Una prima testimonianza di questi movimenti ci viene da Rodolfo il Glabro, un monaco dell’XI secolo, che ci parla di un popolano di nome Leutardo, nel territorio di Châlons, che, sentendosi ispirato da Dio, dopo aver cacciato la propria moglie, entra in una chiesa per spezzarne il crocefisso e predicare al popolo di non pagare le decime. A parte il rifiuto della moglie, probabilmente legato a un’esigenza ascetica intensa, il gesto iconoclasta della croce indicava un rifiuto netto dell’ordinamento sacerdotale e di ogni simbologia connessa. Sempre secondo la cronaca di Rodolfo, la povertà spirituale e teologica di Leutardo nulla poté fare contro la dialettica del vescovo di Châlons, Geboino, il quale lo umiliò a tal punto che, per la vergogna, l’eresiarca pose fine ai suoi giorni gettandosi in un pozzo.
Nel
1018 un altro cronista, Ademaro di Chabannes (988-1034), parla di una diffusa
presenza di eretici nell’Aquitania. «Costoro - egli afferma - negano
il battesimo; digiunano come monaci votati all'astinenza; proclamano la
superiorità della castità ma di nascosto si concedono le più ampie libertà».
Ademaro li chiama “manichei” ma poco o nulla sappiamo sull’origine della
sua definizione. Fenomeno di ben altra portata è quello dei canonici di Orleans
nel 1022. A parlarcene sono diverse fonti, tra cui i già citati Ademaro e
Rodolfo. Nel processo che venne istituito per giudicare la loro condotta
dottrinale, sin dalle prime battute si ebbe la sensazione di trovarsi di fronte
a una religione distinta rispetto a quella cattolica. Dei circa quattordici
inquisiti solo un chierico ritrattò e tutti gli altri, il 28 dicembre 1022,
vennero messi al rogo. Tratti salienti erano una sorta di iniziazione
purificatrice attraverso l’imposizione delle mani, secondo un rito ben
preciso, che conferendo il dono dello Spirito Santo, liberava l’adepto da ogni
peccato. I canonici negavano la redenzione operata da Cristo e la maternità
divina della Madonna, da loro ritenuta una creatura non diversa dalle altre. Non
credevano al sacramento dell’eucaristia, né a quello del battesimo.
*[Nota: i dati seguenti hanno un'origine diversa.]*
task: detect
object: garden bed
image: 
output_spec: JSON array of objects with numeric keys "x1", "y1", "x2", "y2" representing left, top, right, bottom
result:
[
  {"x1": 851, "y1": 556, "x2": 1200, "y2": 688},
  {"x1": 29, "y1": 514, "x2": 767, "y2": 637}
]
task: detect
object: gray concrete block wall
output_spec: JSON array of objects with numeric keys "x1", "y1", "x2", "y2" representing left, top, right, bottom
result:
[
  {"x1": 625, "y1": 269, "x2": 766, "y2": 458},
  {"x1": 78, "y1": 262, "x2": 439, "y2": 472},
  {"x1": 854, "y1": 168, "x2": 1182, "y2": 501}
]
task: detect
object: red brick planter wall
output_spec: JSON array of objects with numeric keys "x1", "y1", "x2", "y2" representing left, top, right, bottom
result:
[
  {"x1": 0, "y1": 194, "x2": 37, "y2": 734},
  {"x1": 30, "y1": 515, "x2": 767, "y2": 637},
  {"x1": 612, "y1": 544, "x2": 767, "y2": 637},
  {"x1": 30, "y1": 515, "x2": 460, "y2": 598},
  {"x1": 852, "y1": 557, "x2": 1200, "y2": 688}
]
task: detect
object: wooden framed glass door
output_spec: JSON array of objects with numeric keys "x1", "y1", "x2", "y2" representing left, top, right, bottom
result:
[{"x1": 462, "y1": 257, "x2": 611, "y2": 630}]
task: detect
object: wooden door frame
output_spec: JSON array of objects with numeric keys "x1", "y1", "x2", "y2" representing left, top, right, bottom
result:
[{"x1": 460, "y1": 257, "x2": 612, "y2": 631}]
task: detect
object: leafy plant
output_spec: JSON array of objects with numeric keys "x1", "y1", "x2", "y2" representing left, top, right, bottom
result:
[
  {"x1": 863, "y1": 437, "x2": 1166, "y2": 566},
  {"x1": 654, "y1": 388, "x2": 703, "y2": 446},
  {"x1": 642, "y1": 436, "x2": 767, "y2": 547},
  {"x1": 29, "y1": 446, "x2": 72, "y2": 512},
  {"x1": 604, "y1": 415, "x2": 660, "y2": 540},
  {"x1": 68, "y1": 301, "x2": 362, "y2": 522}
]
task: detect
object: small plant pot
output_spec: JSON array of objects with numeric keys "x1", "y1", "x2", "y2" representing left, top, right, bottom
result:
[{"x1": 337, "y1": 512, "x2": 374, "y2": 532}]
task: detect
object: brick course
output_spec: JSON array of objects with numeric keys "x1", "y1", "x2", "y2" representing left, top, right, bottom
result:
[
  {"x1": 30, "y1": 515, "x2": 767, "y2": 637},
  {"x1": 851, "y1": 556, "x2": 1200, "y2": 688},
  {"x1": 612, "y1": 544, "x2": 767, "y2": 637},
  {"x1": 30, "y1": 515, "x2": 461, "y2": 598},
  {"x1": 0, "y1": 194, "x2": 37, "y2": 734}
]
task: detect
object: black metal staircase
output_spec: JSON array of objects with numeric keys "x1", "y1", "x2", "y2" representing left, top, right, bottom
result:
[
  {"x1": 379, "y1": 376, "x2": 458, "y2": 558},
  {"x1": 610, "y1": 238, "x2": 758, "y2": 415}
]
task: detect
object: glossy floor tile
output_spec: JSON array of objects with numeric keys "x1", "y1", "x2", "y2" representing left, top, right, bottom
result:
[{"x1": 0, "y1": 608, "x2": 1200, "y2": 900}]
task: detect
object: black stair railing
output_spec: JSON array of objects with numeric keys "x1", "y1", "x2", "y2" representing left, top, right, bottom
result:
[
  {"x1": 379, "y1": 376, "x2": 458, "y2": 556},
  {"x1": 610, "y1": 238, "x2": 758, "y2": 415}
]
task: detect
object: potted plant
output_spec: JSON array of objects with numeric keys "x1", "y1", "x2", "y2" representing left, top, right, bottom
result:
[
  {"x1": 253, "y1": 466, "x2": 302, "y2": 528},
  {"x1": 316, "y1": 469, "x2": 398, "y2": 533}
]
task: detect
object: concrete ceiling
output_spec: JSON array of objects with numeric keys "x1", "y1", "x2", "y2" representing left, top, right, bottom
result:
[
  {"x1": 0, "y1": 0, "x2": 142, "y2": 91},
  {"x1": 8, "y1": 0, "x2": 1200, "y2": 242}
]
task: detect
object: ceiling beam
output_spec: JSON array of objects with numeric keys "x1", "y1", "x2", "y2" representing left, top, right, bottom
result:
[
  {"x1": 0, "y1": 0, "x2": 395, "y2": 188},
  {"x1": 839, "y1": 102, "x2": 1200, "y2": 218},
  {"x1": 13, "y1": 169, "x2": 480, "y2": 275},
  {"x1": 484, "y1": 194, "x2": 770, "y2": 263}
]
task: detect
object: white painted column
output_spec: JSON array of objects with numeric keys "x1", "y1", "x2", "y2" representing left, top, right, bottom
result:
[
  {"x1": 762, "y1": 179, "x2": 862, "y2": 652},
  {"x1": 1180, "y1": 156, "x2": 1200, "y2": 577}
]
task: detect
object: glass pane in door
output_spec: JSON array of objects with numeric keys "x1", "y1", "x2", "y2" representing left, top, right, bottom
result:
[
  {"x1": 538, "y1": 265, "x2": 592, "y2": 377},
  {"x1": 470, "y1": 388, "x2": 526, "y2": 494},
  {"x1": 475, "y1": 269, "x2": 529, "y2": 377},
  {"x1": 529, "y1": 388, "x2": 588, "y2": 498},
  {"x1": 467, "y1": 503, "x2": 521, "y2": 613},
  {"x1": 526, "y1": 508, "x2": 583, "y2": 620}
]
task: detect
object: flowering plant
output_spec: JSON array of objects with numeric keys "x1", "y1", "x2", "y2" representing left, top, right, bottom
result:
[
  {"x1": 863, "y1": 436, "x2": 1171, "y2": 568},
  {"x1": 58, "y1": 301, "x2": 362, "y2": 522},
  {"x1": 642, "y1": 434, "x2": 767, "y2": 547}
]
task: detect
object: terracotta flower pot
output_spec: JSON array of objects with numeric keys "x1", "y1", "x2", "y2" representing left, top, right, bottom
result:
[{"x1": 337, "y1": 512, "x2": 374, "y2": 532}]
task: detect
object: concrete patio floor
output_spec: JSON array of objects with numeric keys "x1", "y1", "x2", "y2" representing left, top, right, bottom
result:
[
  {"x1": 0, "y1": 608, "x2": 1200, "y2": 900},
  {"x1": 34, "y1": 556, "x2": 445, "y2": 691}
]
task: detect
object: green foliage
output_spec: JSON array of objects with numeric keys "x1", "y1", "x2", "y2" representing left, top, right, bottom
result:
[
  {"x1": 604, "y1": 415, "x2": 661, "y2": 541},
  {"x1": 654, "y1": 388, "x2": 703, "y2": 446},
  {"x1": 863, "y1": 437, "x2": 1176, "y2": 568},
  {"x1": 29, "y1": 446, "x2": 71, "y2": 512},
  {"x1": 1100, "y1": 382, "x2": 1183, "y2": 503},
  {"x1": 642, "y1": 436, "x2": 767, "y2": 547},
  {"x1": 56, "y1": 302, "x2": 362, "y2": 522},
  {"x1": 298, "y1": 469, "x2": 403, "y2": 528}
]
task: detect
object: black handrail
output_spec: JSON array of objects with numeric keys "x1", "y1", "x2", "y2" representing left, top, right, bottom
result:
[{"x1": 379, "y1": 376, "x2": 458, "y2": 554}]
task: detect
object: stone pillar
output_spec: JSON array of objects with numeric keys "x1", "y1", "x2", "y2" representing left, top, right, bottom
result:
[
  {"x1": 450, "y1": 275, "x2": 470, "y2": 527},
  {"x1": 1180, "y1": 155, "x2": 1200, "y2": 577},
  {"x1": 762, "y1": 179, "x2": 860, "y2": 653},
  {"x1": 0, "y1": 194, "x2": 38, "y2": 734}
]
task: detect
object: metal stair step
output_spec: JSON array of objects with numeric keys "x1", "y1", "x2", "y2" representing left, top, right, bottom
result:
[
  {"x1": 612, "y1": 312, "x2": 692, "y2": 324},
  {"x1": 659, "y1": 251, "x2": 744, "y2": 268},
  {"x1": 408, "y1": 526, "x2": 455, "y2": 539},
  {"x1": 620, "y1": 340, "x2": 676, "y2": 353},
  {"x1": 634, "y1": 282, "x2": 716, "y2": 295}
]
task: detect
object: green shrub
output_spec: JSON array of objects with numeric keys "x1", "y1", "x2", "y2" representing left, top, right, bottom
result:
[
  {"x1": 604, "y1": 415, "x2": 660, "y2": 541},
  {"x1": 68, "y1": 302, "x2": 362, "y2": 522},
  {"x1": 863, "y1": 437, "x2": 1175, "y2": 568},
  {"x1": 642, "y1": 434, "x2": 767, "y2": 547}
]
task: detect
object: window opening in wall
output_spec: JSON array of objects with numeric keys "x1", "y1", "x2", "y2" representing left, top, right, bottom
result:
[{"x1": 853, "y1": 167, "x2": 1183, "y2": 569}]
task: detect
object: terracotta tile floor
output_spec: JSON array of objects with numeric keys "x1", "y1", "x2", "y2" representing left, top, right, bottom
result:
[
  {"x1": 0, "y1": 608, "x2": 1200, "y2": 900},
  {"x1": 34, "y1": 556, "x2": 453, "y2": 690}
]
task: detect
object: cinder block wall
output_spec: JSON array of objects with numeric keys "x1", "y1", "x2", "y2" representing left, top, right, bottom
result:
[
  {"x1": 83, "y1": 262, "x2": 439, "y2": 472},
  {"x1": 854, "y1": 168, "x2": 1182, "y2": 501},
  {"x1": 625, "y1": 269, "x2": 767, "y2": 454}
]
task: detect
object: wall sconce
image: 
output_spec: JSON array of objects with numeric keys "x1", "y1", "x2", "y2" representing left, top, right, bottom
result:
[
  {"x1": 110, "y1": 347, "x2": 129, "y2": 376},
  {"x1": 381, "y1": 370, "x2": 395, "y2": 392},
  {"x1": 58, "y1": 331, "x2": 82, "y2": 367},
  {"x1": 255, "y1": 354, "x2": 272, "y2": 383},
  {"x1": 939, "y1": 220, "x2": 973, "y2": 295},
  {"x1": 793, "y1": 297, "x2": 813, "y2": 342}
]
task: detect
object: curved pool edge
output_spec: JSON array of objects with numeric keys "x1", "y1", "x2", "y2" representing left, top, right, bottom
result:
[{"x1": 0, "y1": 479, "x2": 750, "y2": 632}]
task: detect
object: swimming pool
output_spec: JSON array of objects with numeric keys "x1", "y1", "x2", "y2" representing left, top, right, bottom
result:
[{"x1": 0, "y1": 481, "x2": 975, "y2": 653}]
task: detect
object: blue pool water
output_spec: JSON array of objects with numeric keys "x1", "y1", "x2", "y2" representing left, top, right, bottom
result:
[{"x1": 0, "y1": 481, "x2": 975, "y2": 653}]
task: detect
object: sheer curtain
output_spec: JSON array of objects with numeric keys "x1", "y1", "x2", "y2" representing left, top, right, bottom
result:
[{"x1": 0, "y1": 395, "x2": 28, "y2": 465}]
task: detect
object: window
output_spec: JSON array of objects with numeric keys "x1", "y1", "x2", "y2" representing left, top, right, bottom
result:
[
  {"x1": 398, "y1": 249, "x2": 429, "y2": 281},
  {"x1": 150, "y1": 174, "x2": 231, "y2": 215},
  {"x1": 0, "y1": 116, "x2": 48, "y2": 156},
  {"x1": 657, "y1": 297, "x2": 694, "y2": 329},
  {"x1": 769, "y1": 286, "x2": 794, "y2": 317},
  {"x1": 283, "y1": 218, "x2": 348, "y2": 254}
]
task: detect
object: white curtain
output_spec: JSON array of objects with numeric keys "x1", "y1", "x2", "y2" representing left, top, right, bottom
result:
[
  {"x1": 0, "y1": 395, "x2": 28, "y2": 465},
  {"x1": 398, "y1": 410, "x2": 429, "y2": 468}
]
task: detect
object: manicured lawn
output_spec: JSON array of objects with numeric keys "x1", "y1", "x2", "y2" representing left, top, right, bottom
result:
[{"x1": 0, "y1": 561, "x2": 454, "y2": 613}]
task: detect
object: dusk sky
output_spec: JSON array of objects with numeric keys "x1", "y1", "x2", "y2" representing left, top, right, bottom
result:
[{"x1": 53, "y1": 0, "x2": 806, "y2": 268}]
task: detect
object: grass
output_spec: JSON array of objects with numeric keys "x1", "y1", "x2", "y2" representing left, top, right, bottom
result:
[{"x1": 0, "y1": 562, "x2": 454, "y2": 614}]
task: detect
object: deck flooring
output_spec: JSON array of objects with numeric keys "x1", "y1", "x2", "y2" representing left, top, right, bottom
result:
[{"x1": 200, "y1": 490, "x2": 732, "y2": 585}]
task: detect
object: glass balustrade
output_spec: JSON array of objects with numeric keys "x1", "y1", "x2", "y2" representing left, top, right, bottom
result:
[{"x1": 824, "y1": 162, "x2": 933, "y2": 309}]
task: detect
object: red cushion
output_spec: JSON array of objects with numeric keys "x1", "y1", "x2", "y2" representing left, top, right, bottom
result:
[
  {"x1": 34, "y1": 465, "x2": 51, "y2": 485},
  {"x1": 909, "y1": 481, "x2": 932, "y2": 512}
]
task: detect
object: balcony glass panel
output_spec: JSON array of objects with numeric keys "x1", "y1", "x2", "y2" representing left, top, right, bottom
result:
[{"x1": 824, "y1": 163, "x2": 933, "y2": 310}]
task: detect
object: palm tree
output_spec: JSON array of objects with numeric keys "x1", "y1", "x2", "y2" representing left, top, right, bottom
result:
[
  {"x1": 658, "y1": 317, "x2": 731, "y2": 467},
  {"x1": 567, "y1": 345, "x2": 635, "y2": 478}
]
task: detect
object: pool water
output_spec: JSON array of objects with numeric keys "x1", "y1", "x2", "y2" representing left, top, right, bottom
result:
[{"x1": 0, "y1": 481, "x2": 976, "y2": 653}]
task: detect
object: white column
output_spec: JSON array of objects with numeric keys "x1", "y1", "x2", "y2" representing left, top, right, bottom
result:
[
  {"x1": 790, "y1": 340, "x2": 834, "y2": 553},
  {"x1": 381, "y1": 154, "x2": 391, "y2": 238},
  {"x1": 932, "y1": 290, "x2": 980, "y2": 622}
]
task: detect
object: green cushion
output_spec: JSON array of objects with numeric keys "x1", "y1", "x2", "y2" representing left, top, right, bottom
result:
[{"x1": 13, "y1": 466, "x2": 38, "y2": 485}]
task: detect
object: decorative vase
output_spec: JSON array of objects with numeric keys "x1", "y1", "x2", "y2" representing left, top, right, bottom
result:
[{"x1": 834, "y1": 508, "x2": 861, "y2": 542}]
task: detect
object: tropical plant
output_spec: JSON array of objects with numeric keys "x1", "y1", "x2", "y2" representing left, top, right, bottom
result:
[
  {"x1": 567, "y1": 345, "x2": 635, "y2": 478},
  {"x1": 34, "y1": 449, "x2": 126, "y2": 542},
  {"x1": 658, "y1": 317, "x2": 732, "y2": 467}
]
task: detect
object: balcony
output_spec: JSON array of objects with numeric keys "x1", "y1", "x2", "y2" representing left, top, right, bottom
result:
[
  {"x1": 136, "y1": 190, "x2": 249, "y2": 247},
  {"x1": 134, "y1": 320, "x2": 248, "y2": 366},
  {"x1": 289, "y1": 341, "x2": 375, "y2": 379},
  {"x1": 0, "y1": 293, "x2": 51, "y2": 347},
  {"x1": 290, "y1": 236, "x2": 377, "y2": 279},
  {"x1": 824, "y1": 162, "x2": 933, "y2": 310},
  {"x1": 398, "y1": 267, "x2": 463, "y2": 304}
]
Inoltre,
rifiutavano di riconoscere ai vescovi il potere di ordinare sacerdoti.
A
tre anni dal rogo di Orleans, sempre in Francia, abbiamo notizie di un’ altra
presenza ereticale quando Gerardo, vescovo di Cambrai e Arras (1013-1048),
convocò una sinodo diocesana per sgominare un gruppo di eretici provenienti
dall’Italia e seguaci di un certo Gandolfo. Dai resoconti degli interrogatori
e delle indagini risulta che la loro estrazione sociale era quella di gente
semplice, illetterata, che a malapena capiva il latino. Ma la loro fede e
condotta morale, tutta rivolta ai canoni evangelici e alla vita apostolica, creò
non pochi problemi a Gerardo per sconfessarli. «Questi eretici –
afferma – si dichiarano soddisfatti di seguire gli apostoli, di abbandonare
il mondo, vincere le passioni carnali, guadagnarsi da vivere con il lavoro senza
necessitare dell’aiuto di chicchessia ma contando esclusivamente sulle proprie
opere al fine di ottenere la salvezza». Il loro messaggio, apparentemente
semplice e ingenuo, aveva una portata assai più ampia e rivoluzionaria.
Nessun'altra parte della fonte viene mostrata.